Philippine CPI hits near 4-yr high, raises odds of bigger hike in August

An aerial view shows the Ortigas business district in Pasig City, Philippines, June 10, 2022. Picture taken with a drone. REUTERS/Adrian Portugal

By Neil Jerome Morales and Enrico Dela Cruz

MANILA (Reuters) -Philippine inflation accelerated to its fastest pace in nearly four years in July, raising the odds of a bigger interest rate hike at the central bank’s next policy meeting on Aug. 18.

The consumer price index (CPI) rose 6.4% in July from a year earlier, driven by higher transport and food prices, the Philippine Statistics Authority said on Friday.

Last month’s inflation print, which was at the top end of the central bank’s 5.6% to 6.4% projection, raised the probability of a 50 basis points hike this month, Bangko Sentral ng Pilipinas Governor Felipe Medalla said.

He reiterated the central bank was ready to act to bring inflation, which averaged 4.7% in January to July, back down to the 2% to 4% target set by the government for this year and next.

“The BSP stands ready to employ all the necessary policy actions to bring inflation toward a target-consistent path over the medium term,” Medalla told a business forum.

The was a chance for inflation to return within the target range next year after likely settling at an average of 5% this year, he said.

The BSP’s cumulative 125 basis points hike this year, including last month’s off-cycle 75 bps hike, worked in stabilising the peso against the dollar, therefore minimising the impact of its weakness on prices, Medalla said.

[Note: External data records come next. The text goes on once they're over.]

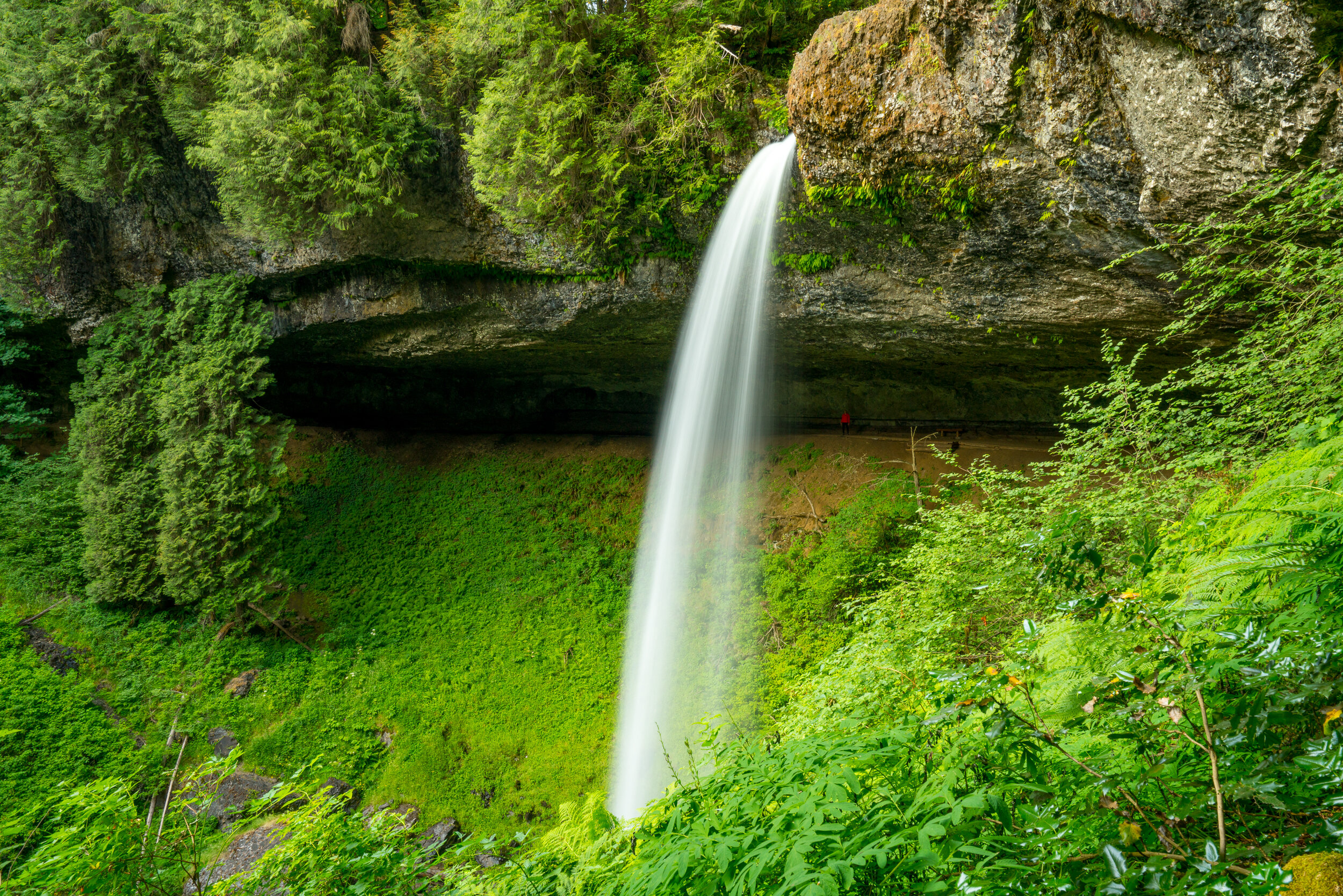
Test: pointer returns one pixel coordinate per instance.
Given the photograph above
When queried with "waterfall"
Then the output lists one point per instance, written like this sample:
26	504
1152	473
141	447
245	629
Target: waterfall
684	585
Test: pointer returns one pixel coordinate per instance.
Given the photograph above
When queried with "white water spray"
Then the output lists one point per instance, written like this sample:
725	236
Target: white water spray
710	425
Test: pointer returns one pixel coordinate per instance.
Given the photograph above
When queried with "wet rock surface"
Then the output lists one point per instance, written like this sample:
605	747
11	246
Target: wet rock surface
222	741
241	684
240	856
1104	120
234	793
57	656
350	796
439	836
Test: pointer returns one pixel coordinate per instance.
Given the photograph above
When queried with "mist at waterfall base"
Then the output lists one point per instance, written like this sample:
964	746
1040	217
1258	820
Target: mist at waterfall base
687	575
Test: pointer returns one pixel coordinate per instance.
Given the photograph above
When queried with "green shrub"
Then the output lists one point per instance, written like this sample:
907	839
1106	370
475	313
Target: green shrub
178	463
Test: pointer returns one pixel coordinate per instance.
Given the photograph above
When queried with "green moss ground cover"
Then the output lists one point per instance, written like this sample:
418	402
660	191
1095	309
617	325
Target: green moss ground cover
468	610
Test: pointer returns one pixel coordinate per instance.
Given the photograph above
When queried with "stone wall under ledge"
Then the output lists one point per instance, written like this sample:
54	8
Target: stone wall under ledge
1103	120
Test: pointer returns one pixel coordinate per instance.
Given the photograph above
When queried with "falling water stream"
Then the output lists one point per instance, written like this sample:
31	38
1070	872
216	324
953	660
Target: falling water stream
684	580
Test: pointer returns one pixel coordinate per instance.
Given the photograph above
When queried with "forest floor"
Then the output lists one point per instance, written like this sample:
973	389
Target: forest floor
466	596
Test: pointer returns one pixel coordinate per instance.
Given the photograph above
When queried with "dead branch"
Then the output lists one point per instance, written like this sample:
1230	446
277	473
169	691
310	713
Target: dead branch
280	626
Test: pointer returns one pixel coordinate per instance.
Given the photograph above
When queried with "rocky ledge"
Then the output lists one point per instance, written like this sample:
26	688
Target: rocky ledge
1083	127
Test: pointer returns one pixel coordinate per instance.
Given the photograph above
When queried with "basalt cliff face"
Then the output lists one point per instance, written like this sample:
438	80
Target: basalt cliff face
1083	128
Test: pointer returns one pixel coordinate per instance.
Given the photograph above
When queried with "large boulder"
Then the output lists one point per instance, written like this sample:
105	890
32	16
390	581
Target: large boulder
233	794
240	856
1075	129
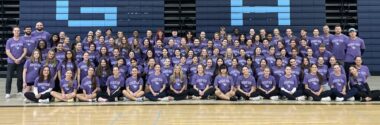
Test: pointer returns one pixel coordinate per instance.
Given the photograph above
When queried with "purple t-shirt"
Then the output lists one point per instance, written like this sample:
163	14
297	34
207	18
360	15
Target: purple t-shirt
224	83
178	83
16	48
288	83
60	56
364	71
315	42
32	70
30	44
66	88
86	84
115	83
84	68
201	82
338	81
278	72
338	45
134	83
63	67
246	83
42	35
266	83
353	49
157	81
312	81
43	85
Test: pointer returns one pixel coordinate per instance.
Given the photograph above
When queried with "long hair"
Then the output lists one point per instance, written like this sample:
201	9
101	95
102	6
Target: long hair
53	61
174	75
32	59
320	78
93	78
70	83
100	69
41	75
65	61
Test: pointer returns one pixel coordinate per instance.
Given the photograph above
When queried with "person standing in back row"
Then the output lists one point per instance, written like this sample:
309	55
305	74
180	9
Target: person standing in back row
338	44
16	51
355	48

Analysts have said the peso remains vulnerable to depreciation given the Philippines’ current account deficit and the prospect of further U.S. Federal Reserve tightening.

Medalla was confident the central bank’s aggressive policy tightening would not prevent the economy from recovering.

Second quarter growth data, due to be released on Aug. 9, would likely show the economy expanded much faster than the first quarter’s 8.3% annual pace, he said.